Going the extra mile
Just over a year ago I decided to start using znc as an irc bouncer. When using an irc bouncer you connect your irc client to the bouncer, and the bouncer connects to the irc server. When you are disconnected the bouncer maintains a connection with the irc server, and when you reconnect to the bounceryou are sent all the messages you missed. Getting a bouncer up and going on digital ocean was beyond easy due to the existance of a docker container for znc. After creating a docker droplet on digital ocean I got a bouncer up and running with this single command.
docker run -d -p 36667:6667 -p 36669:6669 -v $HOME/.znc:/znc-data --name znc jimeh/znc
Once the znc server is running you can connect to it via http to setup the config and get your things set up. Mostly everything was intuitive, except for setting up SSL. This is kind of a big deal. While you are able to easily set up an SSL connection between znc and your irc server, if you do not have SSL setup on your bouncer you will be sending it traffic in plain text. This is really bad, especially if you are using irc on a public network, which you likely are.
Hide Yo Packets
So now that letsencrypt has been out for a couple months the znc wiki has updated with instructions on how you can easily setup a cert. Their instruction are however missing the first step, which is generating your cert.
$ ./letsencrypt-auto certonly --standalone -d mysite.wow
Once the cert is generated we want to create the pem file that znc will use
$ cat /etc/letsencrypt/live/mysite.wow/{privkey,cert,chain}.pem > ~/.znc/znc.pem
We will then have to restart znc
docker restart znc
You will then want to connect to the web based admin panel, click on global settings, and make a new listen port on 6669 that has ssl enabled.

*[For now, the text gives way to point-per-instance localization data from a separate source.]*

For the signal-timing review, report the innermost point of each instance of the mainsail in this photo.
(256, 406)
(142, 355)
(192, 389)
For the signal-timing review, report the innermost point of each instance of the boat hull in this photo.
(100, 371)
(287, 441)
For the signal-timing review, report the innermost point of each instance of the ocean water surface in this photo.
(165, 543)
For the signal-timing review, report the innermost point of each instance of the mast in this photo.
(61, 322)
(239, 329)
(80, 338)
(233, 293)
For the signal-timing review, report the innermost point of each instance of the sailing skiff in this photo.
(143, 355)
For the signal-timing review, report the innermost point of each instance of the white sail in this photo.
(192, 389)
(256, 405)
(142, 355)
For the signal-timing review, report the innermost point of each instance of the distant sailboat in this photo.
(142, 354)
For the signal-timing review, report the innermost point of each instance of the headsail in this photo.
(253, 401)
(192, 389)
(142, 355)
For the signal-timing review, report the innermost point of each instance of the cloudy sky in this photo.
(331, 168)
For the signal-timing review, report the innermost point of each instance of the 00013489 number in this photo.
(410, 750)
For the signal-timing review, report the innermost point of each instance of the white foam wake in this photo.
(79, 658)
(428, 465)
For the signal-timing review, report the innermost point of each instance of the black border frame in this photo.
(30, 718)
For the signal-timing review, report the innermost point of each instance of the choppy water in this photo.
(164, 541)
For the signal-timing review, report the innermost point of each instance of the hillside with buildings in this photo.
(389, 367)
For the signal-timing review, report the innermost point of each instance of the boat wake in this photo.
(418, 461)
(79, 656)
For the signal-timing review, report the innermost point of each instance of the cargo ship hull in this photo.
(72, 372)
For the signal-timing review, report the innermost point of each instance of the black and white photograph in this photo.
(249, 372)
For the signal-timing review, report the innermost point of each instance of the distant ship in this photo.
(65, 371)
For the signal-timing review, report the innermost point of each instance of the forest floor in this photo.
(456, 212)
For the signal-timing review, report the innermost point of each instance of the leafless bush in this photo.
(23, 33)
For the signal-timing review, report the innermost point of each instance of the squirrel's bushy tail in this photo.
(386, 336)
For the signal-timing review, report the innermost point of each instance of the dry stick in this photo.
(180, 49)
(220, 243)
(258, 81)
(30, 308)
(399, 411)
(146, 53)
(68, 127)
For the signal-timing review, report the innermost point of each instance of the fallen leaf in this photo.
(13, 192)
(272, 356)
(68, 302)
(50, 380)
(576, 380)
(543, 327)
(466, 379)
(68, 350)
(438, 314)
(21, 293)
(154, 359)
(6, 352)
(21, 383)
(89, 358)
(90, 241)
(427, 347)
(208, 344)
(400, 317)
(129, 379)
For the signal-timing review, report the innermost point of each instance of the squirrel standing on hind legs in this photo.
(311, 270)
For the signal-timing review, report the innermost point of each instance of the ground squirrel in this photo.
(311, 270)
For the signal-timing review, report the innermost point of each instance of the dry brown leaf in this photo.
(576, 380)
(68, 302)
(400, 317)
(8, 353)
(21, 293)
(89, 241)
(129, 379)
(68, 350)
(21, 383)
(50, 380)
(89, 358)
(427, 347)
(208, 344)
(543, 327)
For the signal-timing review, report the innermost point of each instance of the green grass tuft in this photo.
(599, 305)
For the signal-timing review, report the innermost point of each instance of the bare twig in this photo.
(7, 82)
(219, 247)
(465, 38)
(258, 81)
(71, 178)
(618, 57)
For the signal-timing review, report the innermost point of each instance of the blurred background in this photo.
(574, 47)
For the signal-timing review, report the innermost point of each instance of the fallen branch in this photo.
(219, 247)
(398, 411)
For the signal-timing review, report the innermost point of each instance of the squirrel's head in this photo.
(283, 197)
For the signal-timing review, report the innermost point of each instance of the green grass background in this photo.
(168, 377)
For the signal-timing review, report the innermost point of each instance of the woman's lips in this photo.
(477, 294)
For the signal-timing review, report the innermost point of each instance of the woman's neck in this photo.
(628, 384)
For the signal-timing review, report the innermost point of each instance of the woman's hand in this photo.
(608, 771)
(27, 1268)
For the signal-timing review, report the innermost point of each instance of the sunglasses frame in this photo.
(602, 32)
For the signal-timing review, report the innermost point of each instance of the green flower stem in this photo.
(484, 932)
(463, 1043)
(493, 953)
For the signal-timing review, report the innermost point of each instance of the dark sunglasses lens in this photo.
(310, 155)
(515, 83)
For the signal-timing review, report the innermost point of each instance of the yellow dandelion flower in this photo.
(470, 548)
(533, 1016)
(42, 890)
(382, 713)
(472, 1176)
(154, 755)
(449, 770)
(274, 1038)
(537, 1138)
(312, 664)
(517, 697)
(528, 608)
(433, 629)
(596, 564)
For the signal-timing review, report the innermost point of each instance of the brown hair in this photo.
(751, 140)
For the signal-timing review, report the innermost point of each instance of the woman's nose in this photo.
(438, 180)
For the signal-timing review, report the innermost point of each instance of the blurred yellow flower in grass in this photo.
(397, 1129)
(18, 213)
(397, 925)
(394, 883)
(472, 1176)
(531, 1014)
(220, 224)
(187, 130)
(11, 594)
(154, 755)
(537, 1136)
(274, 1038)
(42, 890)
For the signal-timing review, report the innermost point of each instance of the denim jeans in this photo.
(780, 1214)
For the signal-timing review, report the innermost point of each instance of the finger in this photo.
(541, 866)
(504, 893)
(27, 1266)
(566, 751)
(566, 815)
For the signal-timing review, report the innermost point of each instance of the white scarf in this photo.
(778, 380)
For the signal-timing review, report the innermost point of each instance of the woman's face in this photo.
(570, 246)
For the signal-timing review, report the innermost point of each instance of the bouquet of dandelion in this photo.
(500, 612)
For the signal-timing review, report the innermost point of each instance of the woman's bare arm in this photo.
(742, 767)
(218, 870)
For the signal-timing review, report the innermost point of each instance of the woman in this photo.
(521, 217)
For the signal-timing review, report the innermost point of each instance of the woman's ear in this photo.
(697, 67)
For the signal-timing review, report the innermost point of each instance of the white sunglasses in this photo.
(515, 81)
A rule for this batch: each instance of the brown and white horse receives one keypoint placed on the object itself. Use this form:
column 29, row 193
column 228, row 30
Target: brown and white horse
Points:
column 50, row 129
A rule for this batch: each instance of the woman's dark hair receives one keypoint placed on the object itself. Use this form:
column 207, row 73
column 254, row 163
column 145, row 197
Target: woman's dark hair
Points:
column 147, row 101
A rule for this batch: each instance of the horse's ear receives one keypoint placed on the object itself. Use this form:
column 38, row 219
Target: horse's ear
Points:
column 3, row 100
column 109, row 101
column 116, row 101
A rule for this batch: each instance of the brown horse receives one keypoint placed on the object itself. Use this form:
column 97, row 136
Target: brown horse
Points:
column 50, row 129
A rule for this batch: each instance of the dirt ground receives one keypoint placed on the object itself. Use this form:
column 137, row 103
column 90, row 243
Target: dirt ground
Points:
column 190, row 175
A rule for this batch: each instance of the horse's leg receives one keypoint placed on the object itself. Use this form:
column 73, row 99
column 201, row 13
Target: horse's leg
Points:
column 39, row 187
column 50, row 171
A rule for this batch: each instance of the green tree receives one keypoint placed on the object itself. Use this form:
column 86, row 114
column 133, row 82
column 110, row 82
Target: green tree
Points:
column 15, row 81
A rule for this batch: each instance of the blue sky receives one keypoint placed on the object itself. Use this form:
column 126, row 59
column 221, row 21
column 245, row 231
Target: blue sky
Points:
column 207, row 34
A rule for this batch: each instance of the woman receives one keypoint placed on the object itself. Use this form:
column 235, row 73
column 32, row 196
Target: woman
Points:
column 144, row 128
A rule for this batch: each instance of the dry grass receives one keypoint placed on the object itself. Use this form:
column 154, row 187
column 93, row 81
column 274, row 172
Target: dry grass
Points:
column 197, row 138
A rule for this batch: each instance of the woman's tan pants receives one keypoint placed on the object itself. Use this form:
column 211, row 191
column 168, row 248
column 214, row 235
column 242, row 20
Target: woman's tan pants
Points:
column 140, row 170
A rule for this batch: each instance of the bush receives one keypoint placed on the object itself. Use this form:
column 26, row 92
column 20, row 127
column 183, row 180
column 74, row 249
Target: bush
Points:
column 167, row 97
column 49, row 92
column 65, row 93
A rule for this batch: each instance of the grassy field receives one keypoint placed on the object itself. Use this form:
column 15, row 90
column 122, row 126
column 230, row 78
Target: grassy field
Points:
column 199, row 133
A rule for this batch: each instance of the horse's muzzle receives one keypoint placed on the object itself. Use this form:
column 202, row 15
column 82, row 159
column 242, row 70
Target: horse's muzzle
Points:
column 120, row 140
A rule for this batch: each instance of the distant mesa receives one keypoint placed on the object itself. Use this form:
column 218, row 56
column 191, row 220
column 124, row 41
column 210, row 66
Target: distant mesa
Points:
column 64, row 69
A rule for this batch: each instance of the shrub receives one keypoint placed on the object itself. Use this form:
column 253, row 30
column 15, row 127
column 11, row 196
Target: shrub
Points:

Once this port is enabled you will be able to connect to your server at port 36669 and start chatting securely!
Keeping things up to date
You will need to create a cronjob to keep your irc cert up to date as well. Below is the bash script that I used
#!/bin/bash
~/letsencrypt/letsencrypt-auto renew -nvv --standalone > /var/log/letsencrypt/renew.log 2>&1
LE_STATUS=$?
if [ "$LE_STATUS" != 0 ]; then
echo Automated renewal failed:
cat /var/log/letsencrypt/renew.log
exit 1
fi
cat /etc/letsencrypt/live/mysite.wow/{privkey,cert,chain}.pem > ~/.znc/znc.pem
docker restart znc
echo Automated renewal worked!
I placed this file in /etc/cron.daily/ and now I will most likely not have to worry about this again.
Parting words
SSL scared me. The first time I tried to do this I had no idea what to do, nothing worked, and it didn't feel really great. I continued using my bouncer in an insecure way, avoiding taking care of this problem because it was so hard for me. After seeing how far letsencrypt has come in the last couple months I am elated. I am no longer afraid of setting up SSL, and I am fairly confident that I will be able to do so without much pain with future services.